Copal is used for many spiritual practices and is often the incense you smell burning from the Catholic churches in Mexico. It looks like little crystal rock candy, but it’s hardened tree sap. In the market sometimes it’ll have more of an amber color, but the more clear ones are considered better. I’m not sure why, but I’d guess it has something to do with the age and how well it smolders with the coals. I just love the fragrance.

As I sat watching the flames flicker and the copal smoke catch the heat of the flames and rise up, I began to think of my ol’ compadre Manny Gammage back in Texas. Wishing I was a medicine man or had some kind of shamanic power to lend him a hand with his cancer battle. My imagination wondered to how one receives that kind of medicine knowledge. Figured it likely just gets passed down over generations.

I traveled backward generation after generation. With each transition I imagined an old medicine man or woman passing down the knowledge to the chosen younger recipients.

Eventually I reached the end of the line… the very first medicine person.
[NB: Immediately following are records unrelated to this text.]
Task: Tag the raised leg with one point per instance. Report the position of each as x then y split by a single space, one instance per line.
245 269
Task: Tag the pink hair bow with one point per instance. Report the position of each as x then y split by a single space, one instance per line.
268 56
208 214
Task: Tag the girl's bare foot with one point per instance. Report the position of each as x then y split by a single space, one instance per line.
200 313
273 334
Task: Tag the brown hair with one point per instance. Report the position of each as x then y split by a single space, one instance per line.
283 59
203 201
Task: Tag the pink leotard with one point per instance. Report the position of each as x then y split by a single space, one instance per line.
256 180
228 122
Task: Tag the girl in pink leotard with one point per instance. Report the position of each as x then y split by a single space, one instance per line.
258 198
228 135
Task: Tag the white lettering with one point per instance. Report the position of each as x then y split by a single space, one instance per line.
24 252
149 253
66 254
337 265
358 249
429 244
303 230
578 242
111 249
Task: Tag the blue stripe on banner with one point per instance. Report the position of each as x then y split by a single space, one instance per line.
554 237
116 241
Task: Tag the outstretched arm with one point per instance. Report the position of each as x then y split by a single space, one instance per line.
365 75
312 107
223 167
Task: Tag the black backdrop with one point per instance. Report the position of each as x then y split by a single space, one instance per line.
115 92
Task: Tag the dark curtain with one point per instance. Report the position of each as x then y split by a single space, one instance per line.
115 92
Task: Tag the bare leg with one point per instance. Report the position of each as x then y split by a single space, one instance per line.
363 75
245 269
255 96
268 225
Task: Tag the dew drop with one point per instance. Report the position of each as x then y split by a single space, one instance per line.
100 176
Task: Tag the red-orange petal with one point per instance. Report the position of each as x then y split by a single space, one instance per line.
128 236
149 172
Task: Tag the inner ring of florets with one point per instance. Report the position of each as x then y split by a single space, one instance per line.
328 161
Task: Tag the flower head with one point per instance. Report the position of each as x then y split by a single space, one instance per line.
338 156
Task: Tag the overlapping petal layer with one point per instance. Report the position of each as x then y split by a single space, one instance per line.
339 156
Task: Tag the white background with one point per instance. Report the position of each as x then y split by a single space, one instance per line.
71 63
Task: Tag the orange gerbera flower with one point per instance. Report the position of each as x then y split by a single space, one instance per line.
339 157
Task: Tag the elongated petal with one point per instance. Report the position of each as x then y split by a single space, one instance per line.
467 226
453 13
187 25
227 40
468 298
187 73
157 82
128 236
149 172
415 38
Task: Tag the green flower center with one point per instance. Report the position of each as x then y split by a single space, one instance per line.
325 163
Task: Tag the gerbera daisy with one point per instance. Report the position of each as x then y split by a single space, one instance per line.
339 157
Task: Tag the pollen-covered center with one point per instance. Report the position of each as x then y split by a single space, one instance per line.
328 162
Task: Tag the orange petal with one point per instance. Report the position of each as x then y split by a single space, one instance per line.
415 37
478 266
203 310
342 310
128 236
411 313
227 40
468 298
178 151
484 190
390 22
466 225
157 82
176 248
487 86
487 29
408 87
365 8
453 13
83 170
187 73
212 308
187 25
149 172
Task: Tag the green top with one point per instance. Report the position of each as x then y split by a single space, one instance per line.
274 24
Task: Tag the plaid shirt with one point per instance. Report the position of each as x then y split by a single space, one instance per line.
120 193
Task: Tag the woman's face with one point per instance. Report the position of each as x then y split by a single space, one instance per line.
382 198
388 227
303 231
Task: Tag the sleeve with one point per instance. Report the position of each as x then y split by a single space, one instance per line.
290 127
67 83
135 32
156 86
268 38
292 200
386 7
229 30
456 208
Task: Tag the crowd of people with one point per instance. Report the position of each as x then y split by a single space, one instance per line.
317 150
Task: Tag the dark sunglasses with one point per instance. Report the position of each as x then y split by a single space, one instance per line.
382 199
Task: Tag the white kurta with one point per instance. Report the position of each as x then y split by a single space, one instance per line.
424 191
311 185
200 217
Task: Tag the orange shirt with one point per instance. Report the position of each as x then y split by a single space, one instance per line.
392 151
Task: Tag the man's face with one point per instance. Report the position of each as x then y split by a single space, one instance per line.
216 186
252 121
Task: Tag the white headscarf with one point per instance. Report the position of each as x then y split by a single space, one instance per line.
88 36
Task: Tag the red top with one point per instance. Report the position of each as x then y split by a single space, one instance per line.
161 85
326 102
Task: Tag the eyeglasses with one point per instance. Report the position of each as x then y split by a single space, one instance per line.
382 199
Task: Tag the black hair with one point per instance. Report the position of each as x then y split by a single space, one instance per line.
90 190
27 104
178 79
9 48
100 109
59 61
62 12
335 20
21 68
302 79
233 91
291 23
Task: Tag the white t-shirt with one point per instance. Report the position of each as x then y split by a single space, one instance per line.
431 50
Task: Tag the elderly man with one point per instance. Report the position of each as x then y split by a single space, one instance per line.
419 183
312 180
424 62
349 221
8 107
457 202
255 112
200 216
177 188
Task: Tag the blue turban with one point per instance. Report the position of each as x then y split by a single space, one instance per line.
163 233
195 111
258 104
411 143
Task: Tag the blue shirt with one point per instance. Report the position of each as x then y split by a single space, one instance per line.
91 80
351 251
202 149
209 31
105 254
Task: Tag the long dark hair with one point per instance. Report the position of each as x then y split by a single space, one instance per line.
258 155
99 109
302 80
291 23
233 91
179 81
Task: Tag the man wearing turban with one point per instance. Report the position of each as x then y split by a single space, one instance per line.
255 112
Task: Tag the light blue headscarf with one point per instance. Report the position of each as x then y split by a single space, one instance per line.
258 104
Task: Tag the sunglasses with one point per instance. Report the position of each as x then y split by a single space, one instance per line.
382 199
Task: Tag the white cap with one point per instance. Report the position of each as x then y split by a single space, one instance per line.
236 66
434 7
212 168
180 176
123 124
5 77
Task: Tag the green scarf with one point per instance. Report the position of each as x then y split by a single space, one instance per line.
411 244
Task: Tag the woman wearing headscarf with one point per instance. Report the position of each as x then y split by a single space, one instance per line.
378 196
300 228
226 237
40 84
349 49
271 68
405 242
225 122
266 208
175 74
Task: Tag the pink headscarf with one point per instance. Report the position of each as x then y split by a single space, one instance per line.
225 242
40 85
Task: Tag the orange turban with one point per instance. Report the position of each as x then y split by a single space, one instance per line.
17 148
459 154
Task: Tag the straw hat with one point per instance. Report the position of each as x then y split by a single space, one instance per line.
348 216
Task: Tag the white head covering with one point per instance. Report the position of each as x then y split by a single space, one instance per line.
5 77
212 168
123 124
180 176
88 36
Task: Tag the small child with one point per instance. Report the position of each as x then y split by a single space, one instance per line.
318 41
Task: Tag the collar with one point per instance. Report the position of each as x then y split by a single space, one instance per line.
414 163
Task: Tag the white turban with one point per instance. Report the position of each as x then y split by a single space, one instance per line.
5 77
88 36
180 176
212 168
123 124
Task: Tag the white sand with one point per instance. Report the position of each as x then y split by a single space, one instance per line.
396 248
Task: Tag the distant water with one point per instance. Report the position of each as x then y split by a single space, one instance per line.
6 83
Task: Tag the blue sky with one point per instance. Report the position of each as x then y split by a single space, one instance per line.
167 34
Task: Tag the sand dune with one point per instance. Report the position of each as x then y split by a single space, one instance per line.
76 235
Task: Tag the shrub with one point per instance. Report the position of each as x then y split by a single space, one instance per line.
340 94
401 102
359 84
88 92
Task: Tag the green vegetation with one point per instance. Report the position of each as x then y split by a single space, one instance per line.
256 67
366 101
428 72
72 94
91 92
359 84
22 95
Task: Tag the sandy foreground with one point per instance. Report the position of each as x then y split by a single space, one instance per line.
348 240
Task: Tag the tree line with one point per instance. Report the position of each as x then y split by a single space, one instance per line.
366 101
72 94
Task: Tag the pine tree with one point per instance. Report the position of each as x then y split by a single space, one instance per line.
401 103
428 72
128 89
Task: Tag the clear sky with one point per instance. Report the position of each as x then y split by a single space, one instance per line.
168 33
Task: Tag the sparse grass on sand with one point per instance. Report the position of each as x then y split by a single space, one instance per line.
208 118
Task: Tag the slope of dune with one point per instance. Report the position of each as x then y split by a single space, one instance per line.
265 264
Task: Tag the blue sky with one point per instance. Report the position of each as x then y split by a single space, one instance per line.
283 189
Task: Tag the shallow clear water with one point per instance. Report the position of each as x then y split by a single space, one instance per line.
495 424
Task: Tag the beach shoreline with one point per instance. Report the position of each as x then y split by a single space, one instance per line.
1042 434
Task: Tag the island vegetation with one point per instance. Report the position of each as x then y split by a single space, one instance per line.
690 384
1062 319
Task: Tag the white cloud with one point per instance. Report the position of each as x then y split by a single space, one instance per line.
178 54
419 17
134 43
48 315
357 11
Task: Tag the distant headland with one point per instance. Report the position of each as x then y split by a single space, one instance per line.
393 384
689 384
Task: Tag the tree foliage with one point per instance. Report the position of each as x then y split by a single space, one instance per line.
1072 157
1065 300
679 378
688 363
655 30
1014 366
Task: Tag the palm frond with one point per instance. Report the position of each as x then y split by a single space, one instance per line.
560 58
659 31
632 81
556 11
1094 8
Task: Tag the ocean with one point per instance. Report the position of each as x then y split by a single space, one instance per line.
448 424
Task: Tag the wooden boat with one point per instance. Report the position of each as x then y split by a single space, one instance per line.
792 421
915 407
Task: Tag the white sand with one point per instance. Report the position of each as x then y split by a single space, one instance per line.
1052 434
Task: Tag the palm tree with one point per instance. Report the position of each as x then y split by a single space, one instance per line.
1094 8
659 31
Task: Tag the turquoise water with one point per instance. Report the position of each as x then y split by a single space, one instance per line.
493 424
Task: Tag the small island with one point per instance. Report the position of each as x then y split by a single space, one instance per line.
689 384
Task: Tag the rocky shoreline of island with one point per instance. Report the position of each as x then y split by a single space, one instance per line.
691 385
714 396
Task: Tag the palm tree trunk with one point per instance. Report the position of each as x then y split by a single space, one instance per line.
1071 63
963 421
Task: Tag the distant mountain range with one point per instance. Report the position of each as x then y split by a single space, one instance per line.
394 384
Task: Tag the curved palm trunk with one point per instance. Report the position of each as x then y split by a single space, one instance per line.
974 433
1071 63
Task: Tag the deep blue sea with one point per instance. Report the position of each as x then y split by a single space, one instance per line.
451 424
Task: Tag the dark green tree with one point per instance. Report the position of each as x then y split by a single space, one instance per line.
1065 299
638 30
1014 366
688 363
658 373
It dawned on me that there had to be the very first shaman and medicine person who didn’t have anyone to receive the knowledge. They had to go with intuition and more of a gut feeling I suppose.

I wondered if I could just try making up my own spiritual intent. Figured it couldn’t hurt to at least try.

Sat myself in a comfortable position by the fire so that my concentration wouldn’t be distracted, and I focussed on the fire flames flickering as I let my eyes go a bit out of focus. The copal smoke was strong now and swirling in with the flames and being carried upward. I closed my eyes and imagined myself blending with the smoke and sort of catching a weightless right up along with the copal smoke.